RNA is prepared by standard methods such as those described by Sambrook et al. In a preferred embodiment, RNA can be isolated from the purified mononuclear cells such as lymphocytes or monocytes using RNA isolation reagents (such as the TRI reagent from Molecular Research Center, Inc. Cincinnati, OH) . The TRI reagent is an improved version of the single step method of total RNA isolation. The reagent combines phenol and guanidine thiocyanate in a mono-phase solμtion to inhibit RNase activity. This method allows processing of a large number of samples for the isolation of total RNA or the simultaneous isolation of RNA, DNA and proteins. The entire procedure can be completed in about 1 hour with significant recovery of undegraded mRNAs. Purified RNA can be stored at -80°C or used immediately. Total RNA as purified above can be used as such or mRNA can be prepared therefrom by subjecting it to an oligo dT column. The DNA array technology is used to determine the presence of relevant mRNAs in the RNA population purified from the blood cells . DNA arrays are now commercially available. DNA arrays can provide gene expression profiles of cells from desired tissues. One example is GeneFilter GF211, containing 5188 spots of named human genes with 5 ng of an approximately 1000 base long, 5' end-derived PCR fragment on each spot. Hybridization of the DNA filters is carried out by standard procedures. In general, filters may be prewashed to reduce non-specific binding. The purified RNA or mRNA isolated from blood samples is labeled. Any type of label including fluorescent, enzyme-based or radioactive labels may be used. It is preferable to use radioactively labeled probes because of their high sensitivity. Hybridizations are carried out under stringent conditions. Unbound materials are washed away and array spots having positive signals are detected. The image is captured and processes using automated image processors.

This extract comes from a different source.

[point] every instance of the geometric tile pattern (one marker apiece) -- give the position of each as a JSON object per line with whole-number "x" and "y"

Image analysis of the TIFF images can be carried out by commercially available software. Typically the software adjusts the image quality based on positive controls. Further, orientation of the image is also ' facilitated by positive controls. It is desirable to create a grid that locates each spot, analyze the image corresponding to each spot, map the image information to the identity of the gene, and input the information into a database. An example of a suitable software is Image Analysis Software Pathways (Research Genetics, Inc.). The software locates, calculates, and stores each cDNA spot intensity from each TIFF file and simultaneously compares two different normalized TIFF images . The data from the captured images is subjected to data analysis to determine the statistical significance by using standard software such as SPSS 6.0 (SPSS Inc., Chicago, IL) and Excel (Microsoft Corp., Bellevue, WA) . From the mRNA levels determined as described above, an unbound hepatic intrinsic clearance (Cl_{u int}) which can be scaled up to hepatic clearance using well established hepatic clearance models that incorporate protein binding and liver blood flow and mixing patterns.

The following examples are presented to further describe the invention and are intended to be illustrative and not restrictive.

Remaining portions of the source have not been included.